I can spectacularly recommend NOT spending it with a Cabernet/Syrah blend Hangover.
But let me tell you why.
A week ago today, my bf and I had a "thing". Not a fight. Not an argument. Not a single harsh word expressed, no hidden agenda's or meanings. Just a thing. Just a hot button topic - for both - that hit me wrong on that day.
Yes - the whore. Who is still.... no more.
But none the less - a hot button topic because she won't let go. Constant calling and emailing. With no response until now. He took the call to tell her "stop and leave me be".
And seriously - I knew it. I told him I knew he had talked to her because he was different. Not better, not worse - just different.
It didn't go that way. It didn't go well for her at all. Harsh words were exchanged and the potential for further ugliness exists for Friday night at his gig. He asked me, for this week only, not to come.
When I asked him what he wants out of all of this, the only thing he said was, an apology for using his heart for batting practice.
I don't know about you, ladies, but when breaking up, an apology for any heart pain, past or future usually accompanies it. So the fact that she did not offer up one that was memorable ennough for him ( and ladies - he's sensitive - he takes that stuff personally) has him hurt.
I asked him if he can let it go and he told me "She has nothing whatsoever to do with us. We are OK - I just need the final closure. Please don't come on Friday. I would rather you not be a part of it"

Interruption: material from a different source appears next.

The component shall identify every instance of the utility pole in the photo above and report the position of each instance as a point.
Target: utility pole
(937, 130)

I only said that I'm sorry she hurt him so badly and from that point on, we were on the path back to normal after a week of tension.
I knew he was feeling better too because he was more affectionate in the normal ways, he mentioned my hair and how nice it looked.... all the little things that had been missing for a week though both of us were trying hard NOT to let it interfere and sit between us.
It occurred to me, after speaking with Ms. Jackson over the weekend, that depression really does do strange things to people. I am not responsible for the depression and it's not being taken out on me specifically. I am not sure much can be done till there is a major and significant change in his family situation. This is the bad that goes with the good. The good is amazing so I can handle this....
He's learning about me too. That when I have a bad day at work, there is very big possibility that I am going to be over sensitive to criticism and corrections. Because at work, I am routinely treated like an incompetent idiot. We had some discussion about that last night too.
It's a learning process. Really.
Bringing me back to the beginnning. This situation or learning experience caused us both to drink more than normal but only as the release when it was all over. I don't normally even drink during the week to start with. Consequently, both of us have hangovers that are kicking us around this Halloween.
Whenever I ask myself how I ended up in a situation where I am battling a ghost and if it's worth it I think about the fact that if this hadn't started while she was still in the picture, he wouldn't know what a good thing he had to in his life. That's what finally pushed him into getting rid of her. He had a taste of someone who loves him and puts him first ( or second but definitely in the top 3). He fought to keep me in his life to start with and I don't take that for granted. So a little patience on my part is OK.
I feel so much better now, despite the hangover. I will suffer through the kids that will come here, I will laugh and compliment their costumes. I will hand out the candy I bought and smile.
Because though he just left, he'll be back later.